Running for him in 1966 was one of the greatest mistakes I ever made. I was too independent-minded, and Smallwood was a one-man show. My first week in cabinet, I knew I wasn’t going to last. I knew I couldn’t take it.
At cabinet meetings, Mr. Smallwood would come in and talk for an hour and a half about whatever he wanted cabinet to approve. It was incredible. You went around the cabinet table, you had all these men – long-serving, able people – and they’d sit around and listen to Smallwood for an hour and a half. You just had to endure it. It was shocking, and this is the way the government was run.

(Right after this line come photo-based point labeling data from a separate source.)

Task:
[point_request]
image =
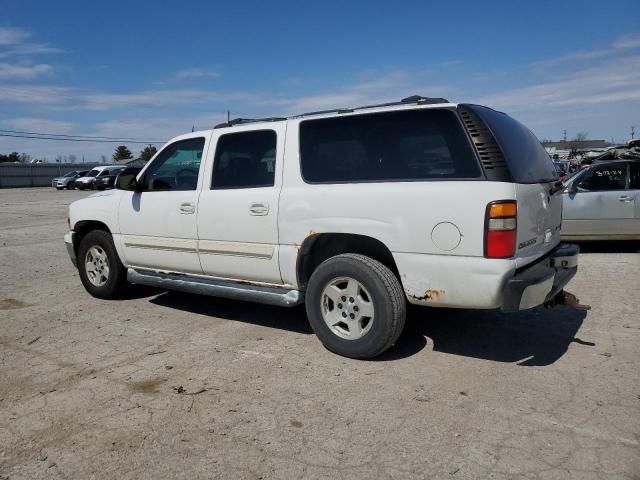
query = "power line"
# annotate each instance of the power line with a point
(79, 139)
(77, 136)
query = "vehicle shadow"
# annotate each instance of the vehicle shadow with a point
(535, 337)
(610, 246)
(291, 319)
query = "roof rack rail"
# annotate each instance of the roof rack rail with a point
(242, 121)
(417, 99)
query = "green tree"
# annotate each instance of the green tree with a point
(122, 153)
(148, 152)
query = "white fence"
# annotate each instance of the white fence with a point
(36, 175)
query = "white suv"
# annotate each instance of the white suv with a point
(353, 211)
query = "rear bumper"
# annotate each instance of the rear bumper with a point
(68, 241)
(542, 281)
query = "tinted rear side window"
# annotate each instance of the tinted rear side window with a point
(245, 160)
(526, 158)
(394, 146)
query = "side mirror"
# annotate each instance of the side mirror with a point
(126, 180)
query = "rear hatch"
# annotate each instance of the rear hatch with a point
(509, 152)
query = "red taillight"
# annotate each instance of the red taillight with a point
(500, 229)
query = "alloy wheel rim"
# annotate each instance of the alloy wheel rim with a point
(96, 265)
(347, 308)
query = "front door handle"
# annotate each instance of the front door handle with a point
(187, 207)
(259, 209)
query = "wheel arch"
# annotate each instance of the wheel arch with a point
(319, 247)
(82, 227)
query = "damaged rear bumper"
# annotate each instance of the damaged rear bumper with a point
(540, 283)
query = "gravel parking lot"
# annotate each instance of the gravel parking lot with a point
(171, 385)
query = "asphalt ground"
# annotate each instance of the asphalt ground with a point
(172, 385)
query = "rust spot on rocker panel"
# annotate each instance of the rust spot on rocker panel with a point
(430, 294)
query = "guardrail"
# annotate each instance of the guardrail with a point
(36, 175)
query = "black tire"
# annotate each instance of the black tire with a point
(117, 275)
(386, 294)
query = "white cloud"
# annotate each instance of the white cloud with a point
(615, 48)
(631, 40)
(12, 36)
(14, 44)
(42, 125)
(613, 81)
(197, 73)
(23, 72)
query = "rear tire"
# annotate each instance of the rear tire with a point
(355, 305)
(100, 268)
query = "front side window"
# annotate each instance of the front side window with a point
(176, 167)
(393, 146)
(605, 177)
(245, 160)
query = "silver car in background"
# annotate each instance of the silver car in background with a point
(68, 180)
(602, 202)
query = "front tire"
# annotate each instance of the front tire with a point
(101, 270)
(355, 305)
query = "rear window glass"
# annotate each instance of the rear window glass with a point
(526, 158)
(393, 146)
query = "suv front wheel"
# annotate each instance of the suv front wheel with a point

The House of Assembly was totally in his control. The Liberal caucus only met when Smallwood had to give them instructions. The caucus didn’t even elect its chairman, Smallwood appointed him. He was a dictator who became a demagogue. He was completely paranoid, as are all people who get too much power in their hands.
I had my opinions and I expressed them, and I resigned. I was outraged. I wasn’t going to put up with it and decided I had an option. I could join the Progressive Conservative Party, or I could try to form a party of my own, or I could stay in the Liberal Party and challenge the leader. From then on it was civil war.

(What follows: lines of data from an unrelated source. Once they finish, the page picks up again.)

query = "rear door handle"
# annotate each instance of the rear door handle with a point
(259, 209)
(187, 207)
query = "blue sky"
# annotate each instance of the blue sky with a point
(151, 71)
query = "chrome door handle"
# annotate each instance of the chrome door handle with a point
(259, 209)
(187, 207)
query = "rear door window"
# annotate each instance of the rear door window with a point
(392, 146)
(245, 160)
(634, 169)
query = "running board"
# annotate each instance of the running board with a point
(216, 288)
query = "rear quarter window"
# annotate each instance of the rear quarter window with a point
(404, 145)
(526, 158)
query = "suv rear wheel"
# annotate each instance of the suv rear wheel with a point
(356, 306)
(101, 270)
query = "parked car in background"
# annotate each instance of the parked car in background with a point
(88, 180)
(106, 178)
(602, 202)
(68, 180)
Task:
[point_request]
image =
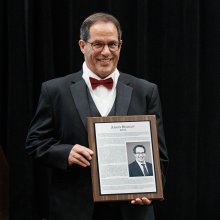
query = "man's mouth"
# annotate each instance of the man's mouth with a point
(104, 61)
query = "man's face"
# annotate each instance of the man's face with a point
(103, 62)
(140, 154)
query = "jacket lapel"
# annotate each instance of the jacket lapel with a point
(124, 92)
(79, 93)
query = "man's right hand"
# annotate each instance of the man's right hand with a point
(80, 155)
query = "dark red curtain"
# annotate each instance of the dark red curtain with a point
(172, 43)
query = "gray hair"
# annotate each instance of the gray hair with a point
(97, 17)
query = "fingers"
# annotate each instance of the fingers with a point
(141, 201)
(80, 155)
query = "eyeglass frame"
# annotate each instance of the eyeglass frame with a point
(119, 43)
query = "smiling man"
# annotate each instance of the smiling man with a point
(58, 132)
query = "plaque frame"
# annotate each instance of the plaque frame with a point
(98, 196)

Smallwood hated and detested me with ferocious venom. I was stubborn and wasn’t going to back out. Smallwood had his slates of delegates, and you knew who was going to win.

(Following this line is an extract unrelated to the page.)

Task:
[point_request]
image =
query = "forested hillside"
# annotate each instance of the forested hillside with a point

The hatchet was never buried. It if were ever buried, it would have been buried in my head. No, we weren’t on very friendly terms whatsoever.
His greatest achievement was succeeding in bringing about Confederation. His tactics were deplorable. If your objectives are good and the means you use to achieve them are deplorable, that diminishes any good you’re attempting to achieve.
Smallwood had potential. But the power all had to be in his hands. It was the power that corrupted him. In the end he disappointed Newfoundland.
The man was redoubtable. There wasn’t a politician in Canada who could defeat him in debate or argument, and he did some admirable things. Unfortunately his defects destroyed his virtues.